Training
Gym-Khana integrates with Stable Baselines3 for PPO training and Weights & Biases for experiment tracking.
Training scripts
The main racing training script is train/ppo_race.py. The recovery training script is train/ppo_recover.py. Both support the following modes:
Train (
--m t): Train a new model with parallel environments usingSubprocVecEnvEvaluate (
--m e): Evaluate a trained model with visualizationDownload (
--m d): Fetch a model from wandb and evaluate itContinue (
--m c): Continue training from an existing checkpointTransfer (
--m f): Transfer a pretrained model to a new task, preserving network weights but resetting optimizer, LR schedule, and optionally resettinglog_stdfor fresh exploration and critic network for fresh value approximation
Examples:
# Train a new racing model
python3 train/ppo_race.py --m t
# Evaluate a local model (uses latest wandb run if --path not specified)

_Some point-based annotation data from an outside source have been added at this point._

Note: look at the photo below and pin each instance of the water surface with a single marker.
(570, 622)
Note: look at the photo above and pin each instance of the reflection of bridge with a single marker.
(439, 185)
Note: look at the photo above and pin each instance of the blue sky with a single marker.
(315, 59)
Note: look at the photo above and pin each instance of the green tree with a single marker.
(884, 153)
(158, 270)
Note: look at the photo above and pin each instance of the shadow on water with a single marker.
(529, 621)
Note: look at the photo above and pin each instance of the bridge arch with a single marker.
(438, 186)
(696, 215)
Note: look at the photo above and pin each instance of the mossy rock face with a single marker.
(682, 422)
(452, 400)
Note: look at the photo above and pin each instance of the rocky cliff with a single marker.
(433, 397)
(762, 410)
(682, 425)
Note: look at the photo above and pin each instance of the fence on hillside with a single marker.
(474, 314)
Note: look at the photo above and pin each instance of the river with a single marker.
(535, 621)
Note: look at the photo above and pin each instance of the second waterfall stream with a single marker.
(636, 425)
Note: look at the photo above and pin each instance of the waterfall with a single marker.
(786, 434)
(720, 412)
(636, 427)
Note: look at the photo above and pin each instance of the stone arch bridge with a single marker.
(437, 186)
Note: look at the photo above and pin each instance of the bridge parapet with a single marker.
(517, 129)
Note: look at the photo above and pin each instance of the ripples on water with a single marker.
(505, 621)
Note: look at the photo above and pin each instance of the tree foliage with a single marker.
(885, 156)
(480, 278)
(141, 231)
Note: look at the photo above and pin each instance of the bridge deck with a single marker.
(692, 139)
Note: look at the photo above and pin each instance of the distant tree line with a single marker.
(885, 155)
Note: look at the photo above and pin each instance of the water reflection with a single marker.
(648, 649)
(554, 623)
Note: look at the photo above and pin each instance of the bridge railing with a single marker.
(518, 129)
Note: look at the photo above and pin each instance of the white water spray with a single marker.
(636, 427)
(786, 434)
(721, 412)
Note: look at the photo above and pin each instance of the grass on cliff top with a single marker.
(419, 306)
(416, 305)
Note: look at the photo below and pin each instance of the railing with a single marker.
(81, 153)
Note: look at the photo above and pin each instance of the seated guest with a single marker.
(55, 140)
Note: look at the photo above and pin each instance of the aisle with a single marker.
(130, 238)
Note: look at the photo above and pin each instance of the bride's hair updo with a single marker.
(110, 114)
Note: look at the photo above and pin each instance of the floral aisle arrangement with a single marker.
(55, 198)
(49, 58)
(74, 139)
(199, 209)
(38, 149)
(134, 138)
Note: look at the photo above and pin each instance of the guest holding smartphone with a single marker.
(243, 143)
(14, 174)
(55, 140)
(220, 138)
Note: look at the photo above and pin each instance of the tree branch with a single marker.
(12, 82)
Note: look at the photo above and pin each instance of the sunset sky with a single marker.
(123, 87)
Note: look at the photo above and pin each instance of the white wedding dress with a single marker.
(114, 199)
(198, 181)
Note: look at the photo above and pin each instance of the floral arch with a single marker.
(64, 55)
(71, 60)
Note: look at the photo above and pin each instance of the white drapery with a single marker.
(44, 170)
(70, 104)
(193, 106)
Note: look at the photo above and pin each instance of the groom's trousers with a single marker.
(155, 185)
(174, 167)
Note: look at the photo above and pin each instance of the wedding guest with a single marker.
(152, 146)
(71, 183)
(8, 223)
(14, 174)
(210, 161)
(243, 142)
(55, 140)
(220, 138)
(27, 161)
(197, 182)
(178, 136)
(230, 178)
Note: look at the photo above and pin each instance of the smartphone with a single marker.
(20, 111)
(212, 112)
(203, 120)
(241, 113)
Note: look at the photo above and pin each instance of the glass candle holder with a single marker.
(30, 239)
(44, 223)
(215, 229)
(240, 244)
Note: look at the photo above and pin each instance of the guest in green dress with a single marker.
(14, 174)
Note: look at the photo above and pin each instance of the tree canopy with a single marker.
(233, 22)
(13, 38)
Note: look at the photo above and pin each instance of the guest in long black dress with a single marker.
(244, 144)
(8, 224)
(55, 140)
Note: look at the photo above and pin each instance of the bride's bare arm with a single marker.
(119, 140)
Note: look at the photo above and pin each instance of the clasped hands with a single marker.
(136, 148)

python3 train/ppo_race.py --m e
python3 train/ppo_race.py --m e --path /path/to/model.zip
# Download from wandb and evaluate
python3 train/ppo_race.py --m d --run_id <wandb_run_id>
# Continue training
python3 train/ppo_race.py --m c --path /path/to/model.zip --additional_timesteps 10000000
Detailed usage guidelines are at the top of each training script file.
Callbacks
Default SB3 callbacks used during training:
WandbCallback— log metrics to wandbCheckpointCallback— save periodic checkpointsEvalCallback— evaluate during training
Observation min/max snapshots
When record_obs_min_max: true is set in the gym config, an ObsMinMaxSnapshotCallback is attached automatically. It merges per-subproc obs min/max trackers every CKPT_SAVE_FREQ env steps (and once at training end) and persists them to outputs/config/<run_id>/obs_min_max.yaml. Per-feature bounds-violation magnitudes are streamed to wandb under obs_bounds/<feature>/over and obs_bounds/<feature>/under so the offending feature is identifiable from the metric key. The end-of-training aggregated table still prints to stdout.
Instability prevention
When prevent_instability: true is set in the gym config, every RaceCar runs a sanity check on the post-RK4 standardized state and reverts to the pre-step state on any violation, while the env truncates the episode with info["instability_truncation"] = True and a populated info["unstable_info"]. An InstabilityCountCallback is attached automatically and logs the total event count summed across subprocs to wandb under instability/total every CKPT_SAVE_FREQ env steps (and once at training end). At end-of-run the per-env breakdown is printed to stdout. The detection bounds are configurable via instability_yaw_rate_bound and instability_slip_bound (defaults: 4π rad/s and π/2 rad).
log_std schedule
When the log_std_schedule block is present in train/config/rl_config.yaml, a LogStdScheduleCallback is attached to fresh training runs (--m t). It linearly anneals the policy’s log_std from init to end across total_timesteps and freezes the parameter so the schedule fully controls action noise.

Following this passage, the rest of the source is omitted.